Supporting a transition to a sustainable and resilient society

WE Magazine Guest Column by Dr. Beth-Anne Schuelke-Leech

We are entering an era of extreme volatility, driven by the fundamental disruptions: climate change and the need for sustainability, the development and deployment of autonomous systems (including the rise of machine learning and big data), and the changing geopolitical landscape.  These three disruptions are going to impact almost all areas of society.  We are going to need to revolutionize our production systems, consumption choices, energy systems, and technologies if we are to achieve environmental stability and economic prosperity.  We need to be preparing for an economy that requires the ability to develop and deploy innovative solutions in a socially-responsible, ethical, environmentally-appropriate, and economically-viable way, and to champion innovations through the commercialization process that will support these goals.Beth-Anne

Sustainability is a wicked problem.  There is no single definition of sustainability, but I believe that getting to sustainability will require disruptions to our social-technical-economic-political (STEP) system.  That is the reason that I created the STEP disruptive technologies lab.  We cannot achieve sustainability using the existing paradigms, technologies, and production methods.  Thus, the research questions I am drawn to address are about how we transition to a sustainable and resilient society and how we develop and deploy tools, techniques, and technologies that support this transition.  I believe that decarbonizing our energy, production, and consumption systems requires innovative and entrepreneurial thinking.  Thus, sustainability requires an understanding of systems, disruptions, and transitions.  We are now no longer going to be able to avoid severe climate change.  We simply are not moving fast enough to decarbonize to make that possible.  We are on-track to a 4ᴼC global temperature change by the end of the century and we are not making substantial progress to change that.  Thus, we need to do is to figure out how to adapt to climate change in the most humane and equitable way possible.

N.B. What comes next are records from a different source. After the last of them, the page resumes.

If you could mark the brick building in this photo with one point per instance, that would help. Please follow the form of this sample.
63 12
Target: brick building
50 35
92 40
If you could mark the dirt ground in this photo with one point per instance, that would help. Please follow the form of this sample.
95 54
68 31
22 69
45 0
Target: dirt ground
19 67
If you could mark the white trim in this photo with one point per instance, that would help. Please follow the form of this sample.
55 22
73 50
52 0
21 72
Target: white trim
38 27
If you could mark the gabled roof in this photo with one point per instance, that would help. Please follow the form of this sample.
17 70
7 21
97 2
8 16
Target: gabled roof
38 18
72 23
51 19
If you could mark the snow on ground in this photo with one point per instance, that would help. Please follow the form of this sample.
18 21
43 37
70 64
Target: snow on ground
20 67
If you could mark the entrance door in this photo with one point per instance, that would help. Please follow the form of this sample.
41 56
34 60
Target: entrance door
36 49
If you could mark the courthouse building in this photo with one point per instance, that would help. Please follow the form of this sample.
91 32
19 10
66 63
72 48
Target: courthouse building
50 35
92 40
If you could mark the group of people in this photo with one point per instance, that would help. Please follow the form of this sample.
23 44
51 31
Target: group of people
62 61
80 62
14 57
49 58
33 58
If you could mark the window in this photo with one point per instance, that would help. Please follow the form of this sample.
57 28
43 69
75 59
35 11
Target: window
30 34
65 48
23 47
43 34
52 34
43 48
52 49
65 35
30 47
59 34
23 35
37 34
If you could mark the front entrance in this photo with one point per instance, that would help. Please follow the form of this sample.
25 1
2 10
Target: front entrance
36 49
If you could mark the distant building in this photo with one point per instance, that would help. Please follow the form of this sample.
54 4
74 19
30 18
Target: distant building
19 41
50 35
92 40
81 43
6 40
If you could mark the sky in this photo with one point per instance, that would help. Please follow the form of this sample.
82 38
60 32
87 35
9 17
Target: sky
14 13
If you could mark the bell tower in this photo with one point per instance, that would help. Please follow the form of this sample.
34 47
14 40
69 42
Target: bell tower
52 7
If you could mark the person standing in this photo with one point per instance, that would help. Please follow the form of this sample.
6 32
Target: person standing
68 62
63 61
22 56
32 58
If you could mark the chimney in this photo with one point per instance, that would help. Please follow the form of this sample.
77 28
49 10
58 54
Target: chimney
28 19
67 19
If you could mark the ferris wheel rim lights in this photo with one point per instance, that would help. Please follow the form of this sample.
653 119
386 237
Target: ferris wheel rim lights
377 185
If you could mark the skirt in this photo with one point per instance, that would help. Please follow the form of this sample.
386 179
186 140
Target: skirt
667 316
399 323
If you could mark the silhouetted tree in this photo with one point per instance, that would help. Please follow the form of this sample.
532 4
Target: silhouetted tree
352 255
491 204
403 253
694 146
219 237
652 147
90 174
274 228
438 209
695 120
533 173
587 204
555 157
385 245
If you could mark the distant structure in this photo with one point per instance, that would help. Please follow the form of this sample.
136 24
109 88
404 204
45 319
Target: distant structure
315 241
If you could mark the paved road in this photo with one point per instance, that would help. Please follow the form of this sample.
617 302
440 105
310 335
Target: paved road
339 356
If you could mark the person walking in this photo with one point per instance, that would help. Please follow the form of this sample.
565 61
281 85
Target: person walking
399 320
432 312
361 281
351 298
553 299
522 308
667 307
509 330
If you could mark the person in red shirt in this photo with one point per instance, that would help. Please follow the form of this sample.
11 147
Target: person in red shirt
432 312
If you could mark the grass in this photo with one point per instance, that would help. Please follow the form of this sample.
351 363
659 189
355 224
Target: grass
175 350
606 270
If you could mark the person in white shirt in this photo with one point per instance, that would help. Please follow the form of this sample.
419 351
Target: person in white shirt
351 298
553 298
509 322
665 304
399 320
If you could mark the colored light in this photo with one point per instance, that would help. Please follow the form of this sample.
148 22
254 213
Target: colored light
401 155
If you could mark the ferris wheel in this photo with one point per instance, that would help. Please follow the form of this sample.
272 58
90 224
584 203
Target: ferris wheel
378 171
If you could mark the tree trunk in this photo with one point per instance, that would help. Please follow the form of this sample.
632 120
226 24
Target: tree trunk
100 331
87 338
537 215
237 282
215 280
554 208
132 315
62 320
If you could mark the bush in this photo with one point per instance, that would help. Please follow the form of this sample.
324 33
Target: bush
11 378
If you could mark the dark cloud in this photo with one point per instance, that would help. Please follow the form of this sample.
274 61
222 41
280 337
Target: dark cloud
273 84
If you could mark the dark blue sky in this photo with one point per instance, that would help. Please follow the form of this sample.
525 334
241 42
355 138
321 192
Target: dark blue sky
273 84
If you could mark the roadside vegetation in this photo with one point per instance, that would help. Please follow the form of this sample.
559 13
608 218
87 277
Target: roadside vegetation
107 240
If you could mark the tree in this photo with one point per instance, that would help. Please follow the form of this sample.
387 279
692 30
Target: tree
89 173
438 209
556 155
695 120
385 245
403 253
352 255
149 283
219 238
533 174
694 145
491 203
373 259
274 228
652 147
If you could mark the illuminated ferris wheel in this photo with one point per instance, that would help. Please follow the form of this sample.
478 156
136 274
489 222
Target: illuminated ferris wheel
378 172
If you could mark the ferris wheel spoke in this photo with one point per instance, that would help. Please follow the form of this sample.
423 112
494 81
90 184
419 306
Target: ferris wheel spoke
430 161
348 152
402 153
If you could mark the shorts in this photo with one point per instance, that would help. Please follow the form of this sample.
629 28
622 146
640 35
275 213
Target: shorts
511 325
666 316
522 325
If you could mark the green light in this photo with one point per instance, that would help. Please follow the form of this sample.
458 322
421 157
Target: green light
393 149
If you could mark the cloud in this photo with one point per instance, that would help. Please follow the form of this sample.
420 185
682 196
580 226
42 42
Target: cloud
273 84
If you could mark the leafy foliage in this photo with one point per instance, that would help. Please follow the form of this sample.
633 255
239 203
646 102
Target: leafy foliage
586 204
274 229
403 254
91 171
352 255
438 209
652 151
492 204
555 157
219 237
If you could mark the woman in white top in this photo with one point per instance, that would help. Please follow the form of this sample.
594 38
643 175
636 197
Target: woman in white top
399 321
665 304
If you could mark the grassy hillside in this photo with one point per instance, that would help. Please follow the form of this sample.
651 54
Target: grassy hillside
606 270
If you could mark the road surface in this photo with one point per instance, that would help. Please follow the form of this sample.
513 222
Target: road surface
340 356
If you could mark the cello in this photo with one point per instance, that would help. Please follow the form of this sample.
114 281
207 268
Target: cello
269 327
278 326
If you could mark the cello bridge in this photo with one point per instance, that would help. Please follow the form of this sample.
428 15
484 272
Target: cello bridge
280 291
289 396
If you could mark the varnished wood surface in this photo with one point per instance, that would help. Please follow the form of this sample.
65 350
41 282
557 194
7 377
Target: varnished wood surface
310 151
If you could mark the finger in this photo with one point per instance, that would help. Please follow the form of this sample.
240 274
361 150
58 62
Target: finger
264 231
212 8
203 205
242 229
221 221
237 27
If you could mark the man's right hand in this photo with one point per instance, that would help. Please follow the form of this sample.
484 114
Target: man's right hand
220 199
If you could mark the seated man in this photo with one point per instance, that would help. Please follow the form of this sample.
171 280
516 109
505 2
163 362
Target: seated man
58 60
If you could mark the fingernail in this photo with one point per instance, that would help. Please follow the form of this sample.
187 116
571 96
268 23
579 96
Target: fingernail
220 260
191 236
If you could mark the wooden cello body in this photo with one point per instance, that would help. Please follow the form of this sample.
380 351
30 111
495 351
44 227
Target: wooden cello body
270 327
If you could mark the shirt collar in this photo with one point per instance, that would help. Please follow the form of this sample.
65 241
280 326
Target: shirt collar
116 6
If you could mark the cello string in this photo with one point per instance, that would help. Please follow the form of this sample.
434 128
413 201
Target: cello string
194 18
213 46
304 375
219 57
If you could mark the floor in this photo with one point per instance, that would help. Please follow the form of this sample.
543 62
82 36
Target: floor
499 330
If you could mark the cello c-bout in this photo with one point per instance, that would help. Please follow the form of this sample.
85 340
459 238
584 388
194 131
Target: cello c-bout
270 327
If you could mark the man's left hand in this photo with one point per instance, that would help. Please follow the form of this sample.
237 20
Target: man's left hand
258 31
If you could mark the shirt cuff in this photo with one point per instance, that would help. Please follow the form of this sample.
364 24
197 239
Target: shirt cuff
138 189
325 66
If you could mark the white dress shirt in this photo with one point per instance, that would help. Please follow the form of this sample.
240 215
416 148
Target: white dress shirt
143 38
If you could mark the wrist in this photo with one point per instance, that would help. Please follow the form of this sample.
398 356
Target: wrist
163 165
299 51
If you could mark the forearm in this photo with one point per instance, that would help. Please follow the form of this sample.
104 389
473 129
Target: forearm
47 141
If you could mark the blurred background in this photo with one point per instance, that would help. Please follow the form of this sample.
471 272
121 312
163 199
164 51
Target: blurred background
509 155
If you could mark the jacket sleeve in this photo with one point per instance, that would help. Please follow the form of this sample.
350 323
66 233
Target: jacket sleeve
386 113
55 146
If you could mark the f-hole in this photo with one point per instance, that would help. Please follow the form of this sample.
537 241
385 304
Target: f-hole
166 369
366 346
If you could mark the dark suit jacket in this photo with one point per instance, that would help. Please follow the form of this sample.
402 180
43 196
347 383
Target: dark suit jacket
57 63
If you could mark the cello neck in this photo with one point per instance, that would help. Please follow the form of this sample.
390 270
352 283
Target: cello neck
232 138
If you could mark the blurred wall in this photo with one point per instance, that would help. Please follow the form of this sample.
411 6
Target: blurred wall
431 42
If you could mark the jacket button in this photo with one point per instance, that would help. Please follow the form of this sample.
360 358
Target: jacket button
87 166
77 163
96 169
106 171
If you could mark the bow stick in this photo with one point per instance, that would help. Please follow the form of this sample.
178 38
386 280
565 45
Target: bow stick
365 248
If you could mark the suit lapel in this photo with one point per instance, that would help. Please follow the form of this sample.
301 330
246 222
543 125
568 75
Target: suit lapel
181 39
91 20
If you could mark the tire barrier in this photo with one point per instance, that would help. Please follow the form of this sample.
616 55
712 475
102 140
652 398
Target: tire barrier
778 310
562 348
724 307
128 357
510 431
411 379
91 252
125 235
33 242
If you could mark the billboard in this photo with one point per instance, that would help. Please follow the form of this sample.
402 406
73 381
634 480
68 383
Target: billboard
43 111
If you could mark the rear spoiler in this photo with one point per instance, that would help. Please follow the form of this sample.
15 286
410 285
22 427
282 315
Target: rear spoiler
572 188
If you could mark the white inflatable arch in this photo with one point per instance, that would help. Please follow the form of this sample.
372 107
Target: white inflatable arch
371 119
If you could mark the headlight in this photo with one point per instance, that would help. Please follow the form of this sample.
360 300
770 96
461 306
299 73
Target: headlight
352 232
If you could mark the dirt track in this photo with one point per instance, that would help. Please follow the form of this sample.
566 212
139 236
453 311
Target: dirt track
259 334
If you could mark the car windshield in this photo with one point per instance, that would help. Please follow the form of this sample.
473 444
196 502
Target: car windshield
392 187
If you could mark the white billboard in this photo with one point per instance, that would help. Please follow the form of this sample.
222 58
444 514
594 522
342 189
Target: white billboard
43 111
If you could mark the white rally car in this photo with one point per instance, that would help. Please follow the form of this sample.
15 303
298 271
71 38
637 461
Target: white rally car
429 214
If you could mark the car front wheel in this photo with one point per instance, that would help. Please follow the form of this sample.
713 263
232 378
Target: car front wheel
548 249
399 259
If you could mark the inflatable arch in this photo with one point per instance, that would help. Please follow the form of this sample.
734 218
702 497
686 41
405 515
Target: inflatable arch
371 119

At the same time, the emergence and deployment of autonomous and intelligent systems is having a profound impact on our world.  One of my over-riding concerns is the gap between the knowledge and values of the technical developers and those involved in governance and safeguarding society more broadly.  Engineers, computer scientists, and other technical developers have little education or exposure to ethical issues or discussions of the implications of their work.  Within businesses, organizational structures and cultures tends to discourage technical workers from asking questions beyond the specific content of their direct work.  Even in standards development, ethical and social issues of technologies are often pushed aside as being outside the scope of work or else as being too difficult to handle in the format of a technical standard.  This creates two very separate worlds, one of the technical and commercial aspects of the technology and another one that considers the implications of the technologies.  While there are attempts to bridge these two worlds, the attempts are generally superficial and often limited to academic discourse.  Engineers and businesses focus on solving technical problems and developing new technologies.  However, these technologies can also have significant unintended harms, and addressing these is typically done reactively.  However, we are now at a point where simply reacting to the adverse impacts of our production and consumption systems means that the volatility and disruption will simply accelerate.  I want to try to affect meaningful change before we can no longer do it.

Dr. Beth-Anne Schuelke-Leech
Associate Professor, Engineering Management, Innovation, and Entrepreneurship
Founder, STEP (Socio-Technical-Economic-Political) Disruptive Technologies Lab

Dr. Beth-Anne Schuelke-Leech is an interdisciplinary scholar with a focus on innovation, systems, and public policy. Before undertaking her doctoral studies, she worked for 12 years as a professional engineer in Ontario, primarily in alternative fuel product development for General Motors of Canada. Dr. Schuelke-Leech’s research sits at the nexus of systems, sustainability, innovation, business, and public policy. Her work focuses on the interactions of technology development with society and the effects of disruptions (specifically autonomous systems and climate change), as well as the ways to build more sustainable, ethical, and socially-responsive systems. 

This article was featured in the latest issue of WE, the Faculty of Engineering’s annual magazine.​ WE is distributed annually to alumni, students, faculty, staff and industrial/community partners of the faculty. If you would like to receive WE electronically and UWindsor Engineering’s quarterly e-newsletters, join the faculty’s mailing list.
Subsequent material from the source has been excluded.